7 June 2016 by Jessica Palmer
Interview avec Cheikh Hamidou Kane
Chantal Thompson et Sani Adamou
Brigham Young University
chantal_thompson@byu.edu
adamousani@yahoo.fr
Interview de Cheikh Hamidou Kane accordée à Chantal Thompson à Dakar le 5 Juin 2005. La plupart des questions et la transcription ont été préparées par Sani Adamou.
C.T. : Le Chef de l’Etat Major de l’armée nationale, le Général Moriko apparaît dans Les Gardiens du Temple comme un général dont l’attitude est très contraire à ce que nous observons d’habitude en Afrique. Pourquoi les militaires sont-ils décrits comme des sauveurs dans ce roman ?

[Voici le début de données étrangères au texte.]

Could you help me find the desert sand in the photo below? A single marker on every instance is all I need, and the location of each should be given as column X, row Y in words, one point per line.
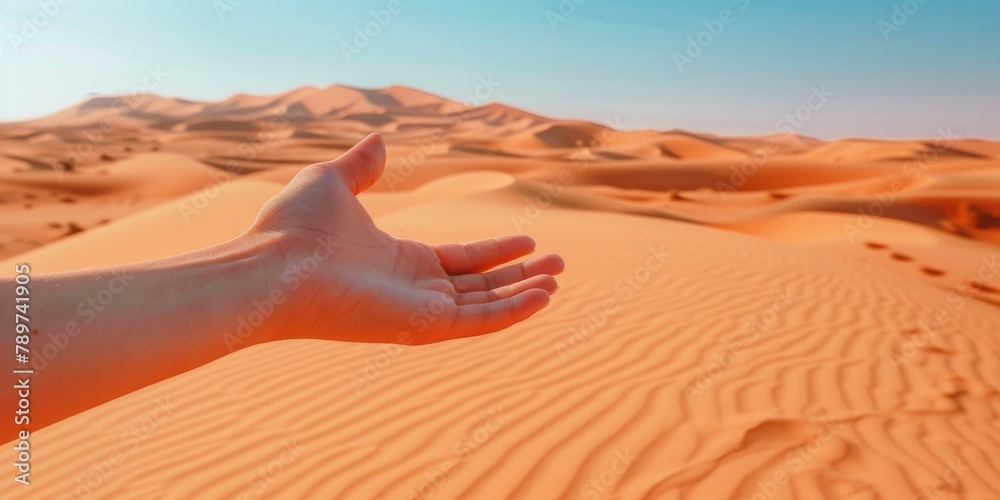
column 741, row 317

C.H.K. : Parce que je pense qu’ils auraient pu assumer cette fonction. Lorsque nos différents pays sont passés de l’état de colonies à la situation d’Etats indépendants, ils se sont dotés de certains attributs qui sont ceux d’un Etat souverain : un gouvernement, un parlement, des institutions judiciaires, une armée… Chacune de ses instances devait jouer le jeu, en particulier le président et les hommes politiques devaient constituer des partis politiques pour rechercher le suffrage des citoyens pour occuper les positions que les constitutions ouvrent. Mais après l’indépendance, dans beaucoup de pays, le jeu a été biaisé parce que beaucoup de personnes qui ont été Chefs d’Etat au moment de l’accession à l’indépendance ont triché avec la réalité. Sous prétexte que c’étaient des pays nouveaux et qu’il fallait éviter le tribalisme et les tendances sécessionnistes, ils ont imposé un parti unique, donc le jeu était faussé. Ils [les militaires] n’ont pas pu empêcher cela ….. Les partis uniques, par ailleurs, ont voulu aussi imposer leurs lois aux syndicats. Les syndicats qui apparaissaient devaient s’inféoder au parti unique. Cette situation a duré peut être une décennie. Dans beaucoup de pays elle s’est avérée invivable. Et en particulier il y a eu des conflits d’ordre social, syndical qui se sont manifestés. C’est un peu ce que j’ai décrit dans Les Gardiens du Temple. A ce moment là, normalement, ce sont les armées qui auraient dû arbitrer et empêcher le pouvoir présidentiel de continuer de s’imposer lorsqu’ il y a des révoltes sociales. Arbitrer, c’est ça le rôle des armées. C’est ce qui aurait pu être le rôle des armées partout. Mais dans beaucoup de pays, au lieu d’être les arbitres, les militaires se sont emparés du pouvoir à la place des politiques. Dans Les Gardiens du Temple, j’ai décrit ce qui devrait être la situation idéale. C’est elle qui aurait pu se produire dans certains pays.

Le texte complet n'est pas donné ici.